We can take this further to work out the total megapixels of the file necessary. Let’s assume a 3:1 panoramic image with a Long edge 60 inches (as above) and a short edge 20 inches. For the short edge we need.


Pixels = 20 inches x 300 = 6000




If we multiple the pixels required on the long and short edge together and divide by 1 million we get the total mega pixels required.




6000 X 18000 / 1000000 = 108 Mega pixels




That’s a lot and is what will be required to get great image quality if you inspect the photo at 1 feet or less. That gives us our next consideration – viewing distance. If you don’t care about someone inspecting your print at one foot or less then you can apply the following general rule.




Pixels required for a particular viewing distance = pixels / viewing distance in feet




This can be applied to either the Mega Pixel requirements, the long or short edge pixel requirements. So in the above example if we only intent to view at 2 feet or more we require 54 Mega pixels


Let’s put that into perspective.


The Nikon D800 sensor size is 7360 pixels long side X 4912 pixels short side for a total of approx. 36 mega pixels. As of 2013 this is the largest mega pixel digital 35mm camera available and it still does not deliver enough resolution for the requirements of the case discussed above i.e. a 1.5m wide fine are print on quality paper.
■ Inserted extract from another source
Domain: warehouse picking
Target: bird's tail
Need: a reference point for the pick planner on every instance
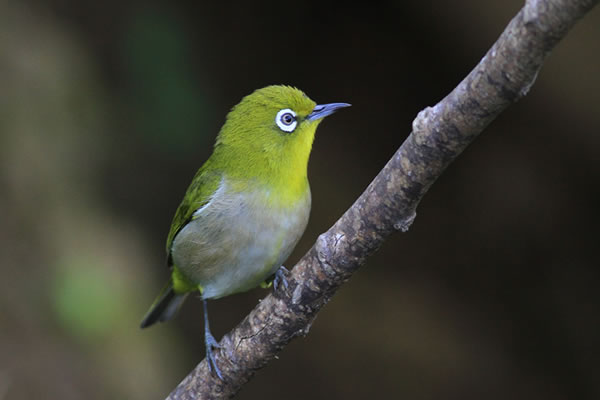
(164, 307)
This is the primary reason why multi image stitching is used by many photographers that use 35mm digital cameras who wish to print large.  It is worth mentioning that there are multiple software and techniques to increase capture resolution in post production. In my opinion there is no substitute to having the required resolution at the point of image capture.


The particular technique I use to capture my panoramic typically uses between 6 and 10 frames for a single row panorama. This will usually end up with an image greater than 150 mega pixels.


In addition to multiple image stitching there are other options to achieve high resolution such as medium format both film & digital cameras. There are pros and cons to each method but that discussion is for another day.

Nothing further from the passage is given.